My knees have been causing me so much pain lately that a restful night’s sleep has evaded me.  If I don’t move in bed I start to cramp up and if I try to move I am in a lot of pain. So needless to say every 30 minutes to an hour I am awake.

I was lying in bed the other day and I was contemplating my current situation.  I was going over in my head what was going on in my life. I considered the amount of stress I have been under and how I have tried to deal with it. I was also evaluating my diet and trying to figure out what might be causing the increased inflammation and pain and what I was going to do about it.  There are so many variables that can effect how I feel it’s hard to pinpoint which part of my life and routine is causing all this pain. I needed to figure out if anything I was doing was having any impact at all.  While I was lying there pondering all these factors all I could think of was the only time I am not in pain is when I am still.

I was irritated that in being still the world was going on without me.  All I could think was I can’t live like that either, spending the entire day not moving to avoid pain is not really a solution to my problem. Then it hit me, maybe I was looking at this all wrong.  Maybe the universe was trying to tell me that I needed to be still.

I sat with that thought for a while.  Maybe I needed to stop fighting the stillness and just for a while embrace it.

So I did.

I welcomed the stillness in my body and my mind.  I stopped fighting and was simply still.

I don’t know that if in that moment of acceptance my body and mind connected, but I do know that when I woke the next morning I had slept the entire night without waking from pain.  Since then I have been experiencing significantly less pain and inflammation.  I am not pain free nor am I inflammation free but in the days since I feel like I am at a manageable level.

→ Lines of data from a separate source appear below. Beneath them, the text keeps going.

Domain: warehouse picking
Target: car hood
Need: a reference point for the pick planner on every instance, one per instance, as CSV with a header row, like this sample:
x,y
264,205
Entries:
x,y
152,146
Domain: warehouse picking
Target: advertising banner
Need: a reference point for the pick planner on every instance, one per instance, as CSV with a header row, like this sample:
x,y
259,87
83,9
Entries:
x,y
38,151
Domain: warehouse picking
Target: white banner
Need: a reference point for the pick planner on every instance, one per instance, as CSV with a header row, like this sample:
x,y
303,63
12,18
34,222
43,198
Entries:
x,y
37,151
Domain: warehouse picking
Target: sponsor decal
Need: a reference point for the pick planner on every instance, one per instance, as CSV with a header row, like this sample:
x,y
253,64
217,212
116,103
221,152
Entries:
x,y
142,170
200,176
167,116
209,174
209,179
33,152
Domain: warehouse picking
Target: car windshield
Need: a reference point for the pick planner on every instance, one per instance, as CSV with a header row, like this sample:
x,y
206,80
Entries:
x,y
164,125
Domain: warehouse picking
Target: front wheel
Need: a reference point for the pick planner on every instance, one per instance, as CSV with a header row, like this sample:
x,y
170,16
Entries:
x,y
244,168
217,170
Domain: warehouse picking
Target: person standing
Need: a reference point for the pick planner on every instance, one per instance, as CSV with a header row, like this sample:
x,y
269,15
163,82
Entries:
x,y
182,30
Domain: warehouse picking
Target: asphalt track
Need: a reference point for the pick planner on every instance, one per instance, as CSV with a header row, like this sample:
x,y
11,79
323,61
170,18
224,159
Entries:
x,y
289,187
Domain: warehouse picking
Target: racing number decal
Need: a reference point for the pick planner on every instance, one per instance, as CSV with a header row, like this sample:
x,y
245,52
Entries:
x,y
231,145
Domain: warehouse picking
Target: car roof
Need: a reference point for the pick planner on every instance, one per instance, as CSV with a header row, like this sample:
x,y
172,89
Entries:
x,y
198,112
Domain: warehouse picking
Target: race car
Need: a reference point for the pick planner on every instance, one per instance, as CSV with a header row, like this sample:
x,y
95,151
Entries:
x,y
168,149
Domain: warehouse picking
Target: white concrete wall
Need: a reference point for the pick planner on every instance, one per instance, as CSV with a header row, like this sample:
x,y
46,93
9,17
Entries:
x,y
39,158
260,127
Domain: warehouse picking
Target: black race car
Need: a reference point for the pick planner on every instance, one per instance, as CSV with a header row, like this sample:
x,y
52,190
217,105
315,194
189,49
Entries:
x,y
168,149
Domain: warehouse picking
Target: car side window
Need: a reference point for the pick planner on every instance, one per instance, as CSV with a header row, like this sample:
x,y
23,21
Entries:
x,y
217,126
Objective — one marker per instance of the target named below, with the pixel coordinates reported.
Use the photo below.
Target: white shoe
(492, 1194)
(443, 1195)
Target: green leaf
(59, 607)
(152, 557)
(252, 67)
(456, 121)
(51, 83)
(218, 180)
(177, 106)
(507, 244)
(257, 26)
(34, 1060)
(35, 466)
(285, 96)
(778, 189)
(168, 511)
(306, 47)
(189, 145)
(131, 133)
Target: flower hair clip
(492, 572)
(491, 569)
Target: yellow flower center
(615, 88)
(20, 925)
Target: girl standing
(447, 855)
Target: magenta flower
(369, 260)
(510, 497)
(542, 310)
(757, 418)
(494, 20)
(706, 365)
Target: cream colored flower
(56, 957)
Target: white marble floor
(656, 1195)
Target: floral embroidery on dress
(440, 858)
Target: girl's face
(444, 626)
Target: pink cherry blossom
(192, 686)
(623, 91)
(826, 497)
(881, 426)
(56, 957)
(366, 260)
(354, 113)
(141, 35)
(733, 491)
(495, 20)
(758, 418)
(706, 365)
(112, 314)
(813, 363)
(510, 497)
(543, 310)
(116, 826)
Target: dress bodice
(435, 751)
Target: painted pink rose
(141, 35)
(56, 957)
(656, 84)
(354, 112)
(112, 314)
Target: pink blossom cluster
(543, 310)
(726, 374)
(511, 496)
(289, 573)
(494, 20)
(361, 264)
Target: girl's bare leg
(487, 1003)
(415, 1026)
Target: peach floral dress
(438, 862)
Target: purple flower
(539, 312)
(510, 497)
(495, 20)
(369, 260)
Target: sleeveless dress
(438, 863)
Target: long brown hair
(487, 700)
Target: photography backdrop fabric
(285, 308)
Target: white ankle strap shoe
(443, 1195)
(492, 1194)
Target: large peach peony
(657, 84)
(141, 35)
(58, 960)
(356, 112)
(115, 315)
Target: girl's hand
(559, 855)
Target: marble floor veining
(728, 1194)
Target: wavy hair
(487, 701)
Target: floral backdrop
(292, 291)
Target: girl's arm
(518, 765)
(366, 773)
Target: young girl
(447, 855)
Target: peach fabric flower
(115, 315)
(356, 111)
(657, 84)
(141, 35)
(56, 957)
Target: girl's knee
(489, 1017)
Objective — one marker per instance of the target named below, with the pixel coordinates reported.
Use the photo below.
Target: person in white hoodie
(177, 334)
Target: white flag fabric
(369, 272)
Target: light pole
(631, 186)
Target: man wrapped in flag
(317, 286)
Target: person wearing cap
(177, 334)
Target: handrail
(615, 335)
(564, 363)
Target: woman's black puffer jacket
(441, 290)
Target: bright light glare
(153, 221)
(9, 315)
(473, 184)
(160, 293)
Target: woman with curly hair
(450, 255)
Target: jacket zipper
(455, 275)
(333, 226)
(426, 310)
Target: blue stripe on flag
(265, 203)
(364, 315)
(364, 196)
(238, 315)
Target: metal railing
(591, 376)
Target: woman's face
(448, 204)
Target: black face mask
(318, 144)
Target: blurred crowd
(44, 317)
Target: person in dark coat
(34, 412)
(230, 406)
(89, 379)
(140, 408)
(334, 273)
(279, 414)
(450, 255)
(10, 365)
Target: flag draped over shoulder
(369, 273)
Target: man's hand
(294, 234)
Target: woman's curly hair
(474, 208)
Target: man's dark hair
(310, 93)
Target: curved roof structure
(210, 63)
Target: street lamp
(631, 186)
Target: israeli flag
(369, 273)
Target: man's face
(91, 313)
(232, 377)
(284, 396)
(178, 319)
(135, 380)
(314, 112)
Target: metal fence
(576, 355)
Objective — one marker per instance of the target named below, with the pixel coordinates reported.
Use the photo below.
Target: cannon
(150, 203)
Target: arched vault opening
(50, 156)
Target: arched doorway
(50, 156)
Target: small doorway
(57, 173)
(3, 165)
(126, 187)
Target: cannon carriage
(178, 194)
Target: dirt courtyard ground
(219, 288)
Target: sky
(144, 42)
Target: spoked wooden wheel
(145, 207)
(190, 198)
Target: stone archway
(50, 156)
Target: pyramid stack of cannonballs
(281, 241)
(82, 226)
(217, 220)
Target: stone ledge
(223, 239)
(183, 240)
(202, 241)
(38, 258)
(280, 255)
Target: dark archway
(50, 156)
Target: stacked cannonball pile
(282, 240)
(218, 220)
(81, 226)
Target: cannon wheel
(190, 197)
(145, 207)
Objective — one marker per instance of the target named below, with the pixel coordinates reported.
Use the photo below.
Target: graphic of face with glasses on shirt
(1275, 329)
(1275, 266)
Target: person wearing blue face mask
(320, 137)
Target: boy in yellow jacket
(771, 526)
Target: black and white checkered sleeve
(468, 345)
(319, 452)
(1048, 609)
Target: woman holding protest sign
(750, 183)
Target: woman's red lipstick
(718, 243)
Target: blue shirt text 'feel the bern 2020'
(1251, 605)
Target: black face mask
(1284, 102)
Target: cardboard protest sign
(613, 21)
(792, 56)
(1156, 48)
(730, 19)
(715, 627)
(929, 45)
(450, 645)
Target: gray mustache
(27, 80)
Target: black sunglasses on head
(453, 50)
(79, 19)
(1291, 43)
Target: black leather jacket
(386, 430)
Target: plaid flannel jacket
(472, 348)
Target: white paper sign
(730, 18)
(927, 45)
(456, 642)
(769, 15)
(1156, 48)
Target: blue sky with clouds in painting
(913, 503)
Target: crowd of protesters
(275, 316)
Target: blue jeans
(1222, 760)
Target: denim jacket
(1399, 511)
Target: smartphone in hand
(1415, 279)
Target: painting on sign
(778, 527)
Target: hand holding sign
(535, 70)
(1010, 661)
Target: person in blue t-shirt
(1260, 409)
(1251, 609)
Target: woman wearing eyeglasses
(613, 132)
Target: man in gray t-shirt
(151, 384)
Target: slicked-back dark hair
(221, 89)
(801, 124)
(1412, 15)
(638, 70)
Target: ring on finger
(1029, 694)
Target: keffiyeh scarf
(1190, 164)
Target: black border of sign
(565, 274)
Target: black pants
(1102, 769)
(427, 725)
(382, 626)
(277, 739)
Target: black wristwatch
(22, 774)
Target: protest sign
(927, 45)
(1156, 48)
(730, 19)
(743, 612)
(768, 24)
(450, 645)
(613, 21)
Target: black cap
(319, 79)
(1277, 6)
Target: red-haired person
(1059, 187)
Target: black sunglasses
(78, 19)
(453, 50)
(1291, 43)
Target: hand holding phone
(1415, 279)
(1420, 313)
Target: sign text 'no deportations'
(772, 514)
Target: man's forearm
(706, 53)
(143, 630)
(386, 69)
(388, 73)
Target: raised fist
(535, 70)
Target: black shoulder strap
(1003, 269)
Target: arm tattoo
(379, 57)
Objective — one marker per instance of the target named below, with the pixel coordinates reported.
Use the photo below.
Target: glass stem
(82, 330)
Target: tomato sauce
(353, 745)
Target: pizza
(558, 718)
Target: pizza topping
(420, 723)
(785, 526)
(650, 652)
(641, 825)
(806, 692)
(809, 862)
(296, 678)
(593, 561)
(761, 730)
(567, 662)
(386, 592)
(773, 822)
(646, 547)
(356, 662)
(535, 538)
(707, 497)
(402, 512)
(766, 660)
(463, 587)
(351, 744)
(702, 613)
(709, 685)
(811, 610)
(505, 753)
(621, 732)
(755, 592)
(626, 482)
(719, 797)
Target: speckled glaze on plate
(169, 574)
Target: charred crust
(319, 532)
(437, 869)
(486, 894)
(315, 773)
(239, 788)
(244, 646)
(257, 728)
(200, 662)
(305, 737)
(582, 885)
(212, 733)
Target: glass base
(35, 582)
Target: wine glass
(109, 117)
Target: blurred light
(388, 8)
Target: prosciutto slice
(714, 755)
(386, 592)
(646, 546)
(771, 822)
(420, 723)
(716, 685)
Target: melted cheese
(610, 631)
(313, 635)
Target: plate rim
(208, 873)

Before this realization I was really afraid that I was either going to have to go back on medication to control the pain and inflammation or I was going to have to live with things the way they were.  I wasn’t really sure that I would be able to do that.  All that pain, takes it’s toll on my spirit. All that pain takes it’s toll on my family.

I had gotten away from meditation for a while.  Life had gotten busy. Priorities changed.

I won’t let that happen again.  I need to take the extra time for the stillness.  In embracing the stillness, my body has thanked me.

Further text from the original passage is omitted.